No obstante, las redes sociales no han podido sustraerse a la influencia que todavía siguen ejerciendo sobre ellas los medios de comunicación tradicionales, hoy volcados en transmitir sus mensajes y difundir sus discursos sesgados también -y muy principalmente- en el espacio que ofrecen páginas como facebook o twitter.
El nacimiento del periodismo digital, que desde hace años ha venido consolidándose como un referente para muchas personas, si bien ha servido para facilitar la creación de espacios alternativos de difusión de información (como, en España, El diario, Infolibre, Publico, La marea, Diagonal, etc.) también ha venido a proporcionar una nueva cobertura al poder de los grandes grupos empresariales de la información -que en sus versiones digitales prolongan su hegemonía- y ha permitido que prolifere la contaminación ideológica gracias a páginas web como Ok Diario o Libertad Digital, que representan la cara más siniestra de este nuevo tipo de periodismo.
Algunos afirman que el problema de la información que circula en Internet y en las redes sociales es que, muchas veces, dicha información no ha pasado por «un filtro profesional». Se supone que la información que es periodísticamente tratada tiene una garantía de mayor objetividad porque cuenta con el aval de unos expertos cuyo trabajo consiste, precisamente, en seleccionar las noticias, elaborarlas conforme a criterios de ética deontológica y contar la verdad de lo que ocurre.
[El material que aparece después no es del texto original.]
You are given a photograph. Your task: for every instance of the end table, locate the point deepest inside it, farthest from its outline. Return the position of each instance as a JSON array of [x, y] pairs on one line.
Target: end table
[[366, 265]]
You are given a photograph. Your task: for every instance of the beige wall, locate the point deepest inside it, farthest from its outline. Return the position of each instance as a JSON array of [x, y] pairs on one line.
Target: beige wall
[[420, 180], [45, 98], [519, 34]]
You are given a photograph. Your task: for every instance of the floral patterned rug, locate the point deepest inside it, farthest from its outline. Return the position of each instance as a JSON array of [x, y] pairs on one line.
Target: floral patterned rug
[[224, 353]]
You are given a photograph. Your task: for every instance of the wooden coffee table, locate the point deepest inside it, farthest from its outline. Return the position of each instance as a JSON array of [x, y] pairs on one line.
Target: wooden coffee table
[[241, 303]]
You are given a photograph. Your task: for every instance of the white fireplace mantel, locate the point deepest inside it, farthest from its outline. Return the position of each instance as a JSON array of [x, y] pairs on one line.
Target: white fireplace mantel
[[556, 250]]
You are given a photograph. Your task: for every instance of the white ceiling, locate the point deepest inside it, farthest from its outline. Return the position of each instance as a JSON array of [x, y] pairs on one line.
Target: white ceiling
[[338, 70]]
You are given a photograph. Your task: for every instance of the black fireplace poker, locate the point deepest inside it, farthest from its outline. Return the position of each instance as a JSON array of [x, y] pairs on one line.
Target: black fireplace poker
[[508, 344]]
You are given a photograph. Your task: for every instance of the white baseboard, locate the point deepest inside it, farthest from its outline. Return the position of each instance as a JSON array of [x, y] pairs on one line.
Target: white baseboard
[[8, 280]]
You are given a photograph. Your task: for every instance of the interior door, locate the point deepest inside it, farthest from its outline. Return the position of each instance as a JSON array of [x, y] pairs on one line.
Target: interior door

Sin embargo, hoy en día la actividad periodística se ha precarizado de tal modo -en paralelo con la precarización de casi todos los sectores profesionales- que los responsables de creación de contenidos no son más que títeres de las decisiones tomadas por las direcciones de los medios, los cuales determinan lo que debe ser publicado y cómo debe ser publicado, sin que el periodista tenga apenas control alguno sobre el resultado final. Por esta razón, ni siquiera el llamado «filtro periodístico» acredita en la actualidad que la información que llega hasta nuestras manos tenga forzosamente una calidad superior a aquella otra información que no pasa por dicho filtro.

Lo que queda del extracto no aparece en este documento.